The second loss is architect Bob Cupp, whose career I'm unable to help you put in perspective, but who seems like a great guy in this reflection by Ron Whitten:
I last saw Bob Cupp, who died August 19 at age 76, back in June, a few months after he’d been diagnosed with pancreatic cancer. We met at his home in the Buckhead section of Atlanta, a house he had designed and built about 20 years ago, just around the corner from Capital City Club Brookhaven, whose course he’d totally remodeled almost a decade ago, a course I insist is now prettier than Augusta National.

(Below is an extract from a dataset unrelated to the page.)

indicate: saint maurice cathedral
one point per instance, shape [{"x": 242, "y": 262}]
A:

Do read the whole thing, as it's a wonderfully warm memory filled with great stories, including this one:
We talked of his early years, how he studied art at the University of Miami with the intention of being a commercial artist, and after graduation joined the U.S. Army, stationed in Fort Richardson, Alaska, where he played golf several times with Claude Harmon’s son, P.F. C. Butch Harmon. Bob and Butch ran into one another again 30 years later, at Pumpkin Ridge in Oregon, when Bob’s 36-hole complex was hosting the U.S. Amateur. Butch was there helping his latest pupil, Tiger Woods, who would win his third straight title that week and then turn pro. Bob said he and Butch had dinner during the event, each agreeing the other had turned out far better than expected.
Did that P.F.C. Harmon ever make anything of himself?

As I hinted, Cupp the architect is an enigma to me because of two specific words, Liberty National.  Now sometimes train wrecks aren't the architects fault, so we'll leave it at that....  But he spent much of his career working for Nicklaus, so the reader can draw his or her own conclusions...  His most acclaimed work is in Oregon, Crosswater and Pumpkin Ridge, and the former was unfortunately closed to replace the greens when the bride and I visited central Oregon.

Is that enough for now?  I'm afraid it will have to be, but I'll see you in the morning.